Later in 2010, white hat hacker Jesper Andersen discovered a vulnerability on Foursquare that raised privacy concerns. foursquare's location pages display a grid of 50 pictures that is generated randomly, regardless of their privacy settings. Whenever a user "checks-in" at that location, their picture is generated on that location page, even if they only want their friends to know where they are. Andersen then crafted a script that collected check-in information. It is estimated that Andersen collected around 875,000 check-ins. Andersen contacted foursquare about the vulnerability, and foursquare responded by fixing their privacy settings.

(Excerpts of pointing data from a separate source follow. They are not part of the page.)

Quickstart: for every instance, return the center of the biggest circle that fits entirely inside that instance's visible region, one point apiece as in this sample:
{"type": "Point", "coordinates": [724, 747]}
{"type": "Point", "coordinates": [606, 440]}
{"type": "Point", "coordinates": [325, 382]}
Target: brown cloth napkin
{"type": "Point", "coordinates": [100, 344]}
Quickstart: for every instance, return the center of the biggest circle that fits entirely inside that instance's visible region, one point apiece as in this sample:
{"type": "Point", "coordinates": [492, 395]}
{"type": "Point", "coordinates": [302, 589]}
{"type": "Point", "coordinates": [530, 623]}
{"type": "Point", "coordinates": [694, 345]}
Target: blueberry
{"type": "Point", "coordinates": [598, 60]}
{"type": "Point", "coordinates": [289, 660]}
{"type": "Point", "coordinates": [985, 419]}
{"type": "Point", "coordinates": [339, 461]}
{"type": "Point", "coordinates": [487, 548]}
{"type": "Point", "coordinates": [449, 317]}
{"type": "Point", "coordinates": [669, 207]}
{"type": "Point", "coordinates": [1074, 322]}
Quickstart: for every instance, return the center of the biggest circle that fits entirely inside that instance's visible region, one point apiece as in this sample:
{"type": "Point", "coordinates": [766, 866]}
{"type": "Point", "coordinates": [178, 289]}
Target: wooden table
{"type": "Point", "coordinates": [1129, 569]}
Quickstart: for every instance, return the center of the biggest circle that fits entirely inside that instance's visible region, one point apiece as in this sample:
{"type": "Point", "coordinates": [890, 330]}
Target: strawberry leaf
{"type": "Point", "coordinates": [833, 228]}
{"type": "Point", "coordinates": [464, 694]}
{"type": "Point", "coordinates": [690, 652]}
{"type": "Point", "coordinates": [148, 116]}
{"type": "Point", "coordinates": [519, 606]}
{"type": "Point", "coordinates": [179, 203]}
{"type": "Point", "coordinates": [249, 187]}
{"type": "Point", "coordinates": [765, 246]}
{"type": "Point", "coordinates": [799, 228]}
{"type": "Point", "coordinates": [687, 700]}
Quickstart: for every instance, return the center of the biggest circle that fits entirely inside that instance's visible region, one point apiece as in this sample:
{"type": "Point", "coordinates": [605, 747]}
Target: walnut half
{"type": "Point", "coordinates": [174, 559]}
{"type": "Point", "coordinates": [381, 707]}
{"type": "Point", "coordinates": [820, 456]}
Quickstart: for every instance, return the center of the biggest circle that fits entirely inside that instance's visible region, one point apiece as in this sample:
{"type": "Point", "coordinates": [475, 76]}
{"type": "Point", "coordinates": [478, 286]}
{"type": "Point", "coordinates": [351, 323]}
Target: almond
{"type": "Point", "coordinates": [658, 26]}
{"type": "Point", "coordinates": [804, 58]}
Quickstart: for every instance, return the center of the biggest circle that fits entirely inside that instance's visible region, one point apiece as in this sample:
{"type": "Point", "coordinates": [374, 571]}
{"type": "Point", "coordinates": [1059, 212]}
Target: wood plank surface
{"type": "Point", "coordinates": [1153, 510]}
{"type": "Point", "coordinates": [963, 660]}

In 2011, in response to privacy issues regarding social networking sites, Foursquare co-founder Naveen Selvadurai states that "Users decide if they want to push to Twitter or Facebook, over what information they want to share and send" and "There is a lot of misunderstanding about location-based services. On Foursquare, if you don't want people to know you are on a date or with a friend at a certain place, then you don't have to let people know. You don't check in." Selvadurai also states that Foursquare does not passively track users, which means a user has to actively check in to let people know where they are.
On May 8, 2012 Foursquare developers announced a change to the API  in response to a number of so-called "stalker" applications which had been making the locations of e.g. all female users within a specific area available to the public.